Walmart’s e-commerce and advertising businesses are growing quickly, creating new revenue streams that can offset its traditionally thin retail margins. Its Walmart+ subscription and grocery delivery service continue to expand, while international operations, especially in Mexico and India, provide steady long-term growth.
These strengths, combined with Walmart’s scale and pricing power, help explain why bulls see it as a reliable compounder. For investors, the optimism lies in Walmart’s ability to leverage technology and logistics to stay ahead of competitors.
Bear Case: Valuation and Competition
Despite the positives, Walmart’s valuation looks demanding relative to its growth profile. The stock already trades at a premium, which leaves little margin for error if results come in softer than expected.
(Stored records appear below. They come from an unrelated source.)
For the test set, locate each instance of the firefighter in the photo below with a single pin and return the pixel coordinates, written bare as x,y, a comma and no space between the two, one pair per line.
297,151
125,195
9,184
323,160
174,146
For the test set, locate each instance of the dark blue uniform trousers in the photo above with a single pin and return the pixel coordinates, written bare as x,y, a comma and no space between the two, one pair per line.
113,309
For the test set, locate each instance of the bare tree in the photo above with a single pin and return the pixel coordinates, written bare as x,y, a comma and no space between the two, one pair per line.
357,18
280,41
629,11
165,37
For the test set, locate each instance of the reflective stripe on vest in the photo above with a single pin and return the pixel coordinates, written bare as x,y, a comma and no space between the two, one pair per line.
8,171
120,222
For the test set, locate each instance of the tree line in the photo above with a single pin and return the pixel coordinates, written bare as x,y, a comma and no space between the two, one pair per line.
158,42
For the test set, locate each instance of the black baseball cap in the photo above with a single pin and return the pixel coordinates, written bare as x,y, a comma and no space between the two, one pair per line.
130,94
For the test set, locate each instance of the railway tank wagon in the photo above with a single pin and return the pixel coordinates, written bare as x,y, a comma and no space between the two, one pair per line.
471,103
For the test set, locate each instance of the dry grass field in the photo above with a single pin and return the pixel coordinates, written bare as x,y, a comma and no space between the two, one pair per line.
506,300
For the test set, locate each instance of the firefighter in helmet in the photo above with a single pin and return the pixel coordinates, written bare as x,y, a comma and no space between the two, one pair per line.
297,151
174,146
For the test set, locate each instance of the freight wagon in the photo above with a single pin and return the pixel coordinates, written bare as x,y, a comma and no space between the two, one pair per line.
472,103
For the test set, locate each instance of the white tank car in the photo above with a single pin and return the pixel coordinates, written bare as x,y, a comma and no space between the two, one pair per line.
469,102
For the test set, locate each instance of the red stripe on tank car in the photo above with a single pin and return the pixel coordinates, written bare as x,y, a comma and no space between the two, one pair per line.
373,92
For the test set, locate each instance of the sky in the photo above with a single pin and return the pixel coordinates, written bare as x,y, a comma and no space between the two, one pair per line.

Competition also remains fierce. Amazon continues to push deeper into groceries and logistics, while dollar stores and regional grocers compete aggressively on price. At the same time, higher labor and supply chain costs could weigh on profitability.
For investors, the risk is that Walmart’s defensive appeal is already reflected in the price. Without stronger growth or margin improvements, returns may struggle to keep pace with expectations.
Outlook for 2028: What Could Walmart Be Worth?
Based on analysts’ average estimates, TIKR’s Guided Valuation Model using a forward P/E of ~28x suggests Walmart could trade near $98/share by 2028.
That would represent a decline of about 4% from today’s level, or roughly –2% annualized returns.
For investors, Walmart looks like a safe and steady compounder, but upside appears modest. Unless the company outperforms on digital growth or margin expansion, returns may fall short of expectations.